Korean Air’s full-year operating profit declined by 56.4% due to a sharp decline in cargo revenues, against a weak economic backdrop.
Operating revenues were down by 2.8% to W12.3 trillion ($10.4 billion), dragged lower by a 15% decline in cargo revenues. This was partially offset by a marginal increase in passenger revenues, which accounts for over 60% of operating revenues.
Operating expenses were largely steady at W12 trillion, as lower fuel costs were offset by higher labour costs and an increase in airport fees.
This sent operating profit tumbling from W667 billion in 2018 to W291 billion in the year recently ended.
Against a 1.2% increase in ASKs, the carrier’s RPKs were up by 3.8%, pushing load factor up by 2 percentage points to 82.4%. Yield, however, declined by 3.3% to W93.
The carrier attributes increased passenger traffic as a preemptive response to negative market trends. It sees a sustained increase in trans-pacific demand from its joint venture with Delta, from which it expects to grow transit demand and increase domestic connections, while expanding mainstream corporate sales in the United States.
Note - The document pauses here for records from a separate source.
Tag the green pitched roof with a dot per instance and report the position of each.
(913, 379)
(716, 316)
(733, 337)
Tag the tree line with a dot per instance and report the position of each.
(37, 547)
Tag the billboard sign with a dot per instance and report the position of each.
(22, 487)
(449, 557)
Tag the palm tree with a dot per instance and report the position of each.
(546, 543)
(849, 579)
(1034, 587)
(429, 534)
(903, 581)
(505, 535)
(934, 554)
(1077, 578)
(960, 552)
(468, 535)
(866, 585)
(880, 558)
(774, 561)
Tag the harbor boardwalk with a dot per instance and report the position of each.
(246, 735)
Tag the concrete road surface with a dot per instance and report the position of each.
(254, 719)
Meanwhile, growth markets such as Southeast Asia have offset declines in its Japan and Hong Kong networks. The carrier plans to increase the frequency on services to Los Angeles, Boston, Singapore, and Delhi, alongside its recently announced expansion into Budapest.
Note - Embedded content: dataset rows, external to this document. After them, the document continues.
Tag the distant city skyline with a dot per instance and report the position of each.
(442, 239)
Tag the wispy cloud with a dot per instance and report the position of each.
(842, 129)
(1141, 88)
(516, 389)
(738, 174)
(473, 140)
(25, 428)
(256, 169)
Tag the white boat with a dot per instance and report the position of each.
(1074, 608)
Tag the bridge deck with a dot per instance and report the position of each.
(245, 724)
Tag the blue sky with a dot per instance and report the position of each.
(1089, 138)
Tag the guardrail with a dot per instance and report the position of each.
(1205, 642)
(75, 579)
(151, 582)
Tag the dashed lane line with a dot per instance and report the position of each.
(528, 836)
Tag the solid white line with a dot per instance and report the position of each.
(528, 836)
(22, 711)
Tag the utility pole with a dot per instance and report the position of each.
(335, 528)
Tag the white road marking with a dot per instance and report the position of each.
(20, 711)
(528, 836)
In the cargo segment, FTKs were down 9.8% against a 3.3% decline in unit capacity. As a result, load factor shed 5 percentage points to 71.4%, while yield was 5.9% lower to W342.
The carrier attributed weakness in the segment to prolonged US-China trade tensions and a global slowdown in trade.
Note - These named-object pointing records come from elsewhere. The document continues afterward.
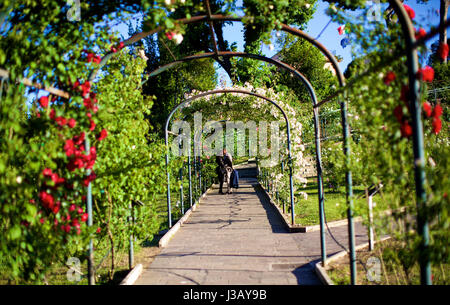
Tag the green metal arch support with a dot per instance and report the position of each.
(213, 92)
(313, 96)
(418, 140)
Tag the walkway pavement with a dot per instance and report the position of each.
(239, 239)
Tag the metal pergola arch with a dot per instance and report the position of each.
(185, 103)
(313, 96)
(414, 87)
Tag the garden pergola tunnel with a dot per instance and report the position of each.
(214, 92)
(313, 97)
(411, 45)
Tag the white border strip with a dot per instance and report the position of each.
(131, 278)
(169, 234)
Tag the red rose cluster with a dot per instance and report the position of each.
(55, 189)
(425, 74)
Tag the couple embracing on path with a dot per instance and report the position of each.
(225, 172)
It seeks opportunity in growth markets such as Eastern Europe, China, and South America, as well as new and high-margin sectors.
For both passenger and cargo segments, Korean is looking at optimising either flight patterns or capacity, with the use of charters to capture demand.
As at 31 December 2019, the carrier’s current assets stood at W3.26 trillion, down 8.7% from last year.
It has 146 passenger aircraft in its fleet – 105 widebodies and 41 narrowbodies – having added two Boeing 777 and one Airbus A220, while phasing out one 737, between January and December 2019. Its freighter fleet held steady at 23.